Thomas und Wolfgang (es wurde direkt zum Duzen übergegangen).
Ich habe am Dienstag Abend, nach dem Online-Stellen etlicher Bilder für meinen Hauptauftraggeber, noch zwei Artikel über Thomas Godoj gelesen, die mir gut gefielen: bei der "Leipziger Internet Zeitung" und, hm, wie ich jetzt erst sehe nochmal bei der "Leipziger Internet Zeitung". Sie reflektieren (meine Meinung *g*), was sie von DSDS an sich halten, und machen dennoch glaubhaft darauf aufmerksam, dass der Suderwicher ein echtes Talent zu sein scheint. Nachdem wir uns (in der Familie) das in einem der Artikel bei Clipfish verlinkte Video (mit ganz erträglicher Tonqualität) angesehen haben, geben wir sogar zu: Der Junge HAT Stimme und KANN auch noch singen!
Demnach kann man Godoj nur wünschen, dass er NICHT zum Superstar wird und für unbestimmte Zeit in Diddähs Fänge gerät, sondern kurz vorher ausscheidet und dann vielleicht eine echte Chance erhält. Dann wäre DSDS sogar mal für etwas gut gewesen – außer zur Volksbelustigung durch "Typen" wie… wie, äh, wie hieß die komische Heulsuse noch? Ach ja, Daniel Küblböck!?!
Ich bin kein echter Ruhrpötter und habe – wohl auch, weil ich aus dem Alter raus bin – Godoj und seine Bands vor DSDS nie gehört, aber er hat mit diesen Bands (Wink und Tonk) wohl reihenweise Musikpreise eingeheimst. Was fehlte, war der große Durchbruch. DEN gönne ich ihm jetzt gerne – was ich nicht in Ordnung finde, sind Millionen von Anrufen, von denen jeder 50 Cent bringt – oder vor allem, dass sogar Bürgermeister dazu aufrufen, diese Anrufe zu tätigen (die Ruhrbarone berichteten)!

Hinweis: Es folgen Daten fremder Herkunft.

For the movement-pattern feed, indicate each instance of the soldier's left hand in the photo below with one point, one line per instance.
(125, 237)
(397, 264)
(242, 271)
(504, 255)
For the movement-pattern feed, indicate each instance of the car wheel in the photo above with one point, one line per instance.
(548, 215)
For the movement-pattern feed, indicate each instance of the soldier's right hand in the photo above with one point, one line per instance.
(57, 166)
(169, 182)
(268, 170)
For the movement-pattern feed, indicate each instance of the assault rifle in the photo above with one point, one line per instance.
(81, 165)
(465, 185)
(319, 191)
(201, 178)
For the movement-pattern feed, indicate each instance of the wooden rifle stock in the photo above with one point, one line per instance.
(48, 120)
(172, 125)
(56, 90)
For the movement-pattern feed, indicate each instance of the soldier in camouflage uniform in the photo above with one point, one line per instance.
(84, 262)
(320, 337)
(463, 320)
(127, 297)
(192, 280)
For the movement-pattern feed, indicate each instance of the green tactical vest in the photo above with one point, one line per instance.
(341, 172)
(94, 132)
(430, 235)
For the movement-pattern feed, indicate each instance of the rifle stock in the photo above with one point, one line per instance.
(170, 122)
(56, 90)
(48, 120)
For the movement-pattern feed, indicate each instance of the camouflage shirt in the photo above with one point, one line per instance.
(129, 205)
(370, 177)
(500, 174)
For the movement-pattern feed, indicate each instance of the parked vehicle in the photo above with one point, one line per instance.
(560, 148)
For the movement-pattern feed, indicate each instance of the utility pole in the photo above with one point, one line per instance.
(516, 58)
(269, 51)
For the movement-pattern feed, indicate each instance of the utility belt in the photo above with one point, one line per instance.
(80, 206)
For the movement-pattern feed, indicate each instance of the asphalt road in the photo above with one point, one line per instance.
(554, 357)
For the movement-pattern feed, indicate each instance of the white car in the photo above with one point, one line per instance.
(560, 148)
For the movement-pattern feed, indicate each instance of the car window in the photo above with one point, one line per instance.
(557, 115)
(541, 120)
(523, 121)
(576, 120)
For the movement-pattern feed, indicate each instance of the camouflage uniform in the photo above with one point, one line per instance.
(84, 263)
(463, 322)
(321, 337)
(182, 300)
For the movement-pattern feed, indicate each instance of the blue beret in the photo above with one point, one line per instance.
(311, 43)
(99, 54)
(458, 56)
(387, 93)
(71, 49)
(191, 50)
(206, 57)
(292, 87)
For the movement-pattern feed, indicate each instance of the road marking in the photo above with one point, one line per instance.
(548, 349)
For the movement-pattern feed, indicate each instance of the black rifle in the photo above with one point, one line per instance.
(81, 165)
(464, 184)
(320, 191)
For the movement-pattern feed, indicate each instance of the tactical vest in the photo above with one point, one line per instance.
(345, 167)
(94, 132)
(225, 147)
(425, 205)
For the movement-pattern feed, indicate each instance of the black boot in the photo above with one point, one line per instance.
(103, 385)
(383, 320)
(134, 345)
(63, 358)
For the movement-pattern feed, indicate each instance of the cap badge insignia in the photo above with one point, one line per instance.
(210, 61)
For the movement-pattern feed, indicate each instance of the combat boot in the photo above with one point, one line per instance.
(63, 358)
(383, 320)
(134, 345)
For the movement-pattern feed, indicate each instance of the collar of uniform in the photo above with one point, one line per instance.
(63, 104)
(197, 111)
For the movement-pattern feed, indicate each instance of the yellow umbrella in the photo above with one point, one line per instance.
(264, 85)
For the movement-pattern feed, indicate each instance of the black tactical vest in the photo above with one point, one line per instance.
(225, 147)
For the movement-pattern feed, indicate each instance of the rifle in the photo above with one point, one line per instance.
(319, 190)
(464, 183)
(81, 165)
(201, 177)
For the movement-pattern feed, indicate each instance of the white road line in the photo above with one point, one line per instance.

Dazu aufrufen, den "Jung" aus der Nachbarschaft zu unterstützen, ja, das wäre nachvollziehbar – und gehört auch tatsächlich bis zu einem gewissen Rahmen zu den Aufgaben eines Bürgermeisters (oder auch Landrats, Landtags- oder Bundestagsabgeordneten; die bisher alle erstaunlich still blieben). Aber offen dazu aufzurufen (Anstiftung), für Thomas Godoj anzurufen und somit – mancher "votet" ja 10- oder 20-mal – Millionen in die Kassen eines privaten Fernsehsenders zu spülen, das kann und darf doch wohl nicht sein!
DAS ist, bei allem Lokalpatriotismus, KEINE Aufgabe eines gewählten Volksvertreters! Oder?